Medicine Ball Training

Medicine balls are not the only method to develop power but they are extremely effective, cheap and can be used anywhere.

Some benefits to using Medicine Balls in your training program are:
• Improved core stability and posture
• Acceleration and deceleration drills in any plane
• Explosive throws for power development
• Improved speed and elasticity

Medicine balls not only enhance power development, but can also be used as a prehabilitation tool for the hips, torso and shoulders. I even use them for self myofascial release. Due to their roundness they enable targeting of certain areas that the traditional foam roller cannot get into as well. Medicine balls are worth their weight in gold and I believe are often overlooked by athletes and trainers these days because of their simplicity. But that’s what makes them so great! They are durable, cheap, safe and can be easily stored or transported.

When it comes to sport to perform better, most athletes just attempt to swing the racket or bat harder, or generate greater arm speed when they are hitting or throwing. This not only puts athletes at greater risk of injury but it means they lose technique and inevitably their performance drops. Enhancing athletic performance requires an improvement of the athlete’s rotary mechanics. Medicine ball training allows us to practice this in a safe efficient way and they can be used by almost all ages and levels of training.

Once we have the correct mechanics of the throw we are then able to develop rotational power through medicine ball training. In both plyometric training and Olympic lifting, power development is traditionally uni-planar with no rotational element. Medicine balls are different in that they can be thrown up, down and across the body (multiple planes of motion). Rotational medicine ball throws are the key to developing torso power for athletes involved in just about any sport. The new rubber medicine balls combined with a solid wall are excellent for these applications due to the elasticity of the ball.

For overhead athletes like cricketers, baseball pitchers, tennis players, swimmers and golfers the medicine ball provides great eccentric training for the rotator cuff while developing power in the core muscles.

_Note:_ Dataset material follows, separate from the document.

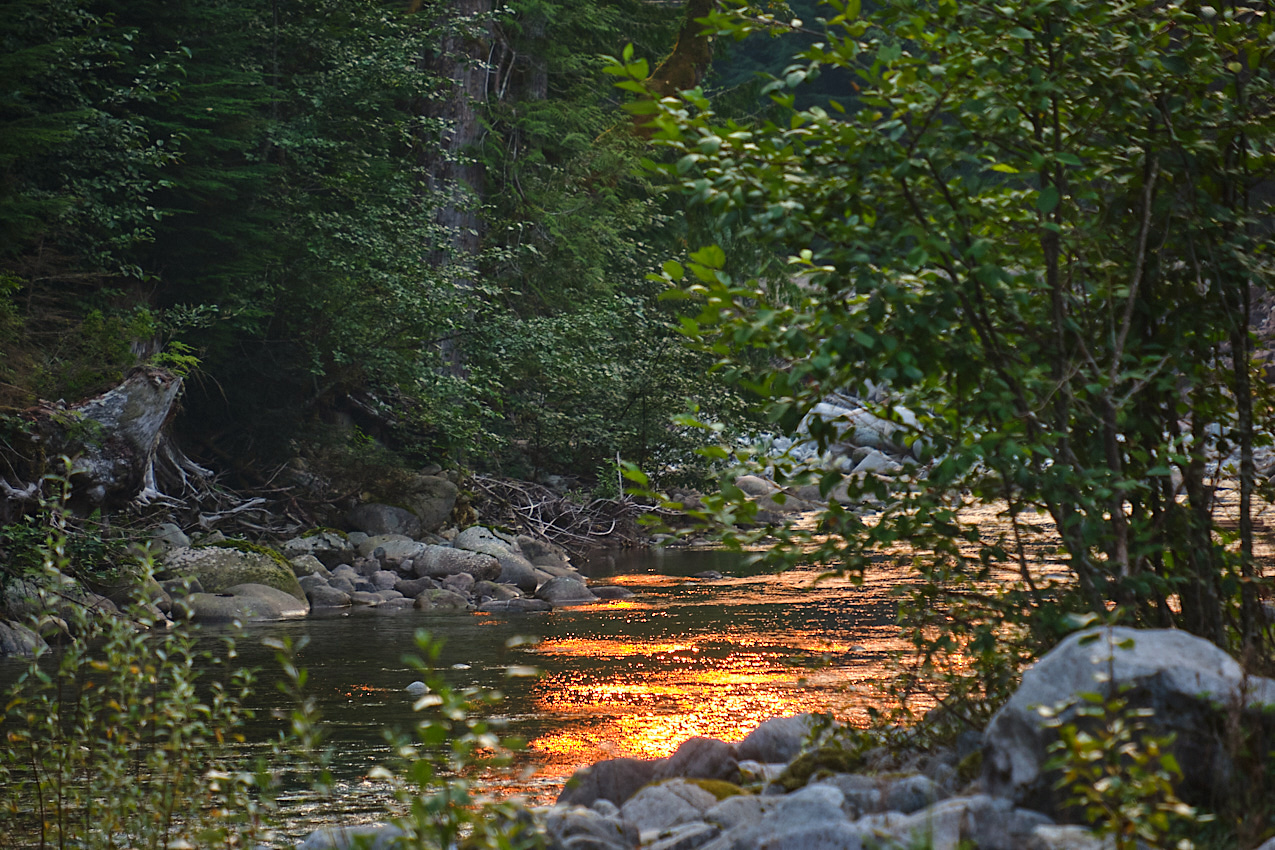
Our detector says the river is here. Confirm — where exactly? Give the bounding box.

It is important to note at this point that medicine balls are just a tool. The effectiveness of them depends on how well they are integrated into your training programs. Remember strength training, mobility and activation work, core stability are all pre requisites to medicine ball throwing. Once you are ready to start adding medicine balls to your program a balanced progression of implementation is needed. Medicine balls do serve as an essential link between traditional strength training methods and sport performance as they allow us to train with speed while at the same time serve a prehab eccentric training component for the shoulder, torso and hips. Medicine ball work thus makes a pretty good case to be implemented into any coach’s program.